La mia sensazione è invece che i genitori si convincono ogni giorno di più che le cose non stanno come avevano legittimamente sperato, e per conseguenza cominciano a valutare opzioni diverse. Sarebbe bello se davanti a questo scenario, anziché limitarsi a parole di circostanza, servizi, scuola e associazioni si sedessero attorno a un tavolo per chiedersi: «Dov’è che abbiamo fallito? Dov’è stato il problema?».
Eh già: perché non è sempre vero che il problema è la gravità della patologia che afferisce il bambino o l’adolescente con disabilità. Spesso il problema vero è che il contesto attorno a lui è stato, ed è, gravemente escludente. Se capiamo ciò, non faremo fatica a comprendere che più di ridondanti mozioni degli affetti, è importante che il mondo della scuola, dei servizi, delle associazioni sia immediatamente disponibile a mettersi in discussione, a modificare il proprio modo di lavorare, perché solo questo cambiamento permetterà, domani, all’allievo disabile di rimanere nella scuola di tutti. Dunque… o si realizza uno sforzo serio per rendere davvero inclusiva e integrante la scuola della Legge 104 oppure, volenti o nolenti, dovremo rassegnarci all’affermazione di altro!
Alla luce di queste considerazioni dico allora, molto umilmente, che è sbagliato avere preconcetti contro le scuole speciali. Naturalmente penso a scuole degne di tal nome, che siano davvero meglio di un’integrazione tutta “chiacchiere e distintivo”, quale quella che molto spesso vivono i nostri figli.
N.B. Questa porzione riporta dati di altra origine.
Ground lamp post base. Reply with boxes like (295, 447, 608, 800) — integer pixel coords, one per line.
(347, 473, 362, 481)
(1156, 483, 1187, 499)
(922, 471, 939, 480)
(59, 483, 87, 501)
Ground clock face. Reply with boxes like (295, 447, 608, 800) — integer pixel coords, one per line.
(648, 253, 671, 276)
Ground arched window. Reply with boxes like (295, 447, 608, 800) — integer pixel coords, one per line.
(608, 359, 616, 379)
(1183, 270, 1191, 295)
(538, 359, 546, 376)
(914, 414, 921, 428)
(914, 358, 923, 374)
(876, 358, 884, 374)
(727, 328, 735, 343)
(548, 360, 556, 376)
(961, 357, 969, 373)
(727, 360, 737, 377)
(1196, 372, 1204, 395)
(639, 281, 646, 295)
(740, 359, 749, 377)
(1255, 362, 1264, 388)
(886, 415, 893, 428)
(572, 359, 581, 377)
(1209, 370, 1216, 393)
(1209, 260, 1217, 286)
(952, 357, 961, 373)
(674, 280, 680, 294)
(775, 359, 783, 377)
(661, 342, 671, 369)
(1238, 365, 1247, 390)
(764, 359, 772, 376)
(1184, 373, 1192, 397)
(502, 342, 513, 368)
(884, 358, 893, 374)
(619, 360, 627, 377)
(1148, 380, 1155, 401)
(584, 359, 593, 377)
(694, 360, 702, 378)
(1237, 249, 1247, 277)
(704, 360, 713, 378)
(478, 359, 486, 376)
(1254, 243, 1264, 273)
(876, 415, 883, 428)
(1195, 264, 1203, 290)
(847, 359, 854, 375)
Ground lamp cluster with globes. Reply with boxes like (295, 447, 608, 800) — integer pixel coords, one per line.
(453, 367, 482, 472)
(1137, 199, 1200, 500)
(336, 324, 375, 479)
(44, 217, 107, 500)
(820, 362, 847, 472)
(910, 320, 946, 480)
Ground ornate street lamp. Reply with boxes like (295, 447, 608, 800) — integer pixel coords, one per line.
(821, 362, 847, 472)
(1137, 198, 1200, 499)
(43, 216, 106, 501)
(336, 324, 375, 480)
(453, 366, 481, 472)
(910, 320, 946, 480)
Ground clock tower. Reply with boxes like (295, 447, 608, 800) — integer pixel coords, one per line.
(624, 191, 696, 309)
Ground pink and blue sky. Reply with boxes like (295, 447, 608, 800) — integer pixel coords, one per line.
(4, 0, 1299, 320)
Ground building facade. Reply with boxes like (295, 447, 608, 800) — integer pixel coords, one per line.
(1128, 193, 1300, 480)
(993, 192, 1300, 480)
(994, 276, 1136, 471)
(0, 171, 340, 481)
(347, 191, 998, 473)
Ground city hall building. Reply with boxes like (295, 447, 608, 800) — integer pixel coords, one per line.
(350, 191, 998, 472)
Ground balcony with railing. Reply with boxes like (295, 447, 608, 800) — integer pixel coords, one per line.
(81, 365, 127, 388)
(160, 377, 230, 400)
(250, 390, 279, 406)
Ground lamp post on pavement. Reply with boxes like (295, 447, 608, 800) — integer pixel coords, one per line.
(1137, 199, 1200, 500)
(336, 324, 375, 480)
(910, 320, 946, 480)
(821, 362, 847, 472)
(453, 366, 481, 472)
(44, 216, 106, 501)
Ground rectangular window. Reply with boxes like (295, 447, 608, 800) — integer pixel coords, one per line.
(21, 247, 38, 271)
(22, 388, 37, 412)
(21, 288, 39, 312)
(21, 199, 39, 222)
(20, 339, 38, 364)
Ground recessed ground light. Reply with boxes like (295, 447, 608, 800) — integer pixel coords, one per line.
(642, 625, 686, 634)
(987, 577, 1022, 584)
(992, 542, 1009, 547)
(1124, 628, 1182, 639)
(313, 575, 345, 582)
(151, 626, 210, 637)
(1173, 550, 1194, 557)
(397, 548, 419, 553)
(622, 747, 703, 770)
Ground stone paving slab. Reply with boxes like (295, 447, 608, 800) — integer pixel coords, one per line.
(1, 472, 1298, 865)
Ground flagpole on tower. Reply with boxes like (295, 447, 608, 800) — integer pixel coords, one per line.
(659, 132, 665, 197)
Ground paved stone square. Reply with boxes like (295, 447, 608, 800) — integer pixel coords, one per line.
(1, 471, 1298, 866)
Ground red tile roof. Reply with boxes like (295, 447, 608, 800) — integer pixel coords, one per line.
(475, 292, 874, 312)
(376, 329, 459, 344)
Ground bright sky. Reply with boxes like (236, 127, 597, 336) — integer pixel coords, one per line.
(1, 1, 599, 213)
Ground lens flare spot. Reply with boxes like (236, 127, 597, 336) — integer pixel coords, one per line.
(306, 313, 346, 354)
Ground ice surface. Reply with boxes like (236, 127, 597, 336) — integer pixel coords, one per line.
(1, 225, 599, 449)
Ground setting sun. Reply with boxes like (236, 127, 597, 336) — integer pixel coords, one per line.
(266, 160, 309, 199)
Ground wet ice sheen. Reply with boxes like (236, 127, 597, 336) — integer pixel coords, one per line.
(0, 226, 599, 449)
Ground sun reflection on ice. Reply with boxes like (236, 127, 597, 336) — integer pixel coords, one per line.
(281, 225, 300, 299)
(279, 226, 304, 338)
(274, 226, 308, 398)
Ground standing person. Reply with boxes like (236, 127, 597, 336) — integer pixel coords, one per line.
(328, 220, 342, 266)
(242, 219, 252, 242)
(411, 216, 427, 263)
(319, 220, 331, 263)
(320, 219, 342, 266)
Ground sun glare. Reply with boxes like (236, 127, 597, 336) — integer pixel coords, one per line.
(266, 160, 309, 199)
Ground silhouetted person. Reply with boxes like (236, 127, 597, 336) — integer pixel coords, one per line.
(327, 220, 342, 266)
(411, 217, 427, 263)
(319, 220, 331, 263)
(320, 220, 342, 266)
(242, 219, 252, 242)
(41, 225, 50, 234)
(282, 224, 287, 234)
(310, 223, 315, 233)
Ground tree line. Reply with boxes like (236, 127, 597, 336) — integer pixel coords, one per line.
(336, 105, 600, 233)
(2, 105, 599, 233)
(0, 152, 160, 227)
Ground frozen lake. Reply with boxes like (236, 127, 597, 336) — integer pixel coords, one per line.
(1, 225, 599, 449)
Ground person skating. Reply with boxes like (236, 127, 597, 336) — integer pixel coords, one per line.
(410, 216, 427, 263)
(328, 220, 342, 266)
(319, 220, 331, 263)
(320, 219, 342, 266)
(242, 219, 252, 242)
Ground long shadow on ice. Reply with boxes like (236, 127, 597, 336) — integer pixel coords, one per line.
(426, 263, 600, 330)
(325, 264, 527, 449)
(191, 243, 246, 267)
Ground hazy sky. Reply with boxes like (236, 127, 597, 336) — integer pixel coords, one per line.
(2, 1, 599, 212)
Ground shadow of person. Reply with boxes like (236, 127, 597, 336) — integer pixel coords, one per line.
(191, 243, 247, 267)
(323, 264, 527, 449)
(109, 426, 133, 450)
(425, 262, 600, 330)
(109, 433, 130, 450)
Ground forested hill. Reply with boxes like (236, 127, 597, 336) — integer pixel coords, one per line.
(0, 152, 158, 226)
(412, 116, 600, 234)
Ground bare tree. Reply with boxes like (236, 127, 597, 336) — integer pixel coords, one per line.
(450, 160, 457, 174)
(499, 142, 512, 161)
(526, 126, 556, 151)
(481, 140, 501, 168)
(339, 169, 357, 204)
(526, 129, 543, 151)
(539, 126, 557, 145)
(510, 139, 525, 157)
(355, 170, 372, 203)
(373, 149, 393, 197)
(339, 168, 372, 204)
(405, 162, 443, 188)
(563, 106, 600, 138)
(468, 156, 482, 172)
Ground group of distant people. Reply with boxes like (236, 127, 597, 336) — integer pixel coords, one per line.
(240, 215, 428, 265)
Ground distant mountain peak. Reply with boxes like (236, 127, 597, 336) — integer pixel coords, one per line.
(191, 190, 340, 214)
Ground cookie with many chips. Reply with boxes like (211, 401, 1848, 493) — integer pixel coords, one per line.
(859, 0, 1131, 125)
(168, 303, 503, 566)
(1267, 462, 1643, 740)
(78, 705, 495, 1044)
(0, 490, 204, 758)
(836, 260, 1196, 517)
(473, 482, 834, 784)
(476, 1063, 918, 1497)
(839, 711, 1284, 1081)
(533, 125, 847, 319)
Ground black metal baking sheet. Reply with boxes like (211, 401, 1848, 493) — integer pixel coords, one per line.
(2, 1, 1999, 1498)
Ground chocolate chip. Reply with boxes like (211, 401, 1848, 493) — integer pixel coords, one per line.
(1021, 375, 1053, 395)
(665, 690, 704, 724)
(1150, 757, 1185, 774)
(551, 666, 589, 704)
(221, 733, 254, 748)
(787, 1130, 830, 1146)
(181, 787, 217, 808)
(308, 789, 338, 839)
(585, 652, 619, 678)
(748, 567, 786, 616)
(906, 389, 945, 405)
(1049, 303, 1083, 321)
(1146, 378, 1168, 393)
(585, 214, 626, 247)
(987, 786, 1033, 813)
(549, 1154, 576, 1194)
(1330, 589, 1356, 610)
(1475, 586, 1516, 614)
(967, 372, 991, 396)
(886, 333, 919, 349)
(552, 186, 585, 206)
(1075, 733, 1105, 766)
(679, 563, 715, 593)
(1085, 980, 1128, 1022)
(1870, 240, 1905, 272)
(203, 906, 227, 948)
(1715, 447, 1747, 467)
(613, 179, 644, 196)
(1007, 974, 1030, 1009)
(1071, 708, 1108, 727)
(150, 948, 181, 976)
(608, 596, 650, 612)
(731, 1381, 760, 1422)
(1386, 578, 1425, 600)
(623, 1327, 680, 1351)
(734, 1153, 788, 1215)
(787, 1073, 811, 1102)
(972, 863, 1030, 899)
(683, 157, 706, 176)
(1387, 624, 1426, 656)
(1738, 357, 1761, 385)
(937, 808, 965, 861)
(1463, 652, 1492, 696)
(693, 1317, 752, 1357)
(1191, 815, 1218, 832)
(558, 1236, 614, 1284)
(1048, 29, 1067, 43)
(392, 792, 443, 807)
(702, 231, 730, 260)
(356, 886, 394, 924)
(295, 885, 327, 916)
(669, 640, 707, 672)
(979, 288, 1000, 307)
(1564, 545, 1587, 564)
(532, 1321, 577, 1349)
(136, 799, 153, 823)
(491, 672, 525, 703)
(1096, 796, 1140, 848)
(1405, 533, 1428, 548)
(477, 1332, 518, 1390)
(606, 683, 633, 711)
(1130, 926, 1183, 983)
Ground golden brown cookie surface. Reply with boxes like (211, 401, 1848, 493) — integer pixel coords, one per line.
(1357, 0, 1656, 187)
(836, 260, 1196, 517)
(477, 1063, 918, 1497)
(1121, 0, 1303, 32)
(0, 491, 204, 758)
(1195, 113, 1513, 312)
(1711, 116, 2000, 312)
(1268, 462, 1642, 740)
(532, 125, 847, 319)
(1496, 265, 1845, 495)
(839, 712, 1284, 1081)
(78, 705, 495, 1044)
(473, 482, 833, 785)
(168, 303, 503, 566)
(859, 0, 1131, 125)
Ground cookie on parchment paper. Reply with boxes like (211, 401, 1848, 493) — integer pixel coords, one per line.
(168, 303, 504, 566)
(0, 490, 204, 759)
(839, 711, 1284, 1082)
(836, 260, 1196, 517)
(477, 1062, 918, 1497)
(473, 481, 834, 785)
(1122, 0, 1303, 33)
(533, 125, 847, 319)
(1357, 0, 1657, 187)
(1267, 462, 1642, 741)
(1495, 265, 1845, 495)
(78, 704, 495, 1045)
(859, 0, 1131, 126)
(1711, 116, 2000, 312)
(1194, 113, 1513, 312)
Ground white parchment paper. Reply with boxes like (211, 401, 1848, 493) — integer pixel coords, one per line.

Le famiglie non sanno che farsene di belle leggi e di intenzioni nobili che restano sulla carta. Vogliono efficacia. Vogliono una pedagogia speciale per i loro cari. Non si accontentano di tenerli parcheggiati, rivendicano – a ragione – scuole con supporti e personale qualificato, organizzate in classi ordinarie integrate e gruppi-classe di alunni disabili, con una programmazione “su misura” e momenti di integrazione con gli studenti normodotati ecc.
Avere questi obiettivi, e ricercarli in scuole speciali, non offende nessuno: siamo solo davanti a una più che legittima risposta da parte di chi non desidera essere messo sotto scacco rispetto agli apprendimenti e alla crescita educativa del proprio figlio. Se non vengono rimossi gli ostacoli e se le leggi non vengono applicate, il percorso scolastico risulta null’altro che una beffa e le parole inclusione e integrazione impronunciabili.
È arrivato il momento di sostituire la retorica dell’inclusione con la cultura dell’inclusione, e ciò va detto schiettamente, senza paraocchi , riconoscendo e denunciando le responsabilità ovunque e di chiunque.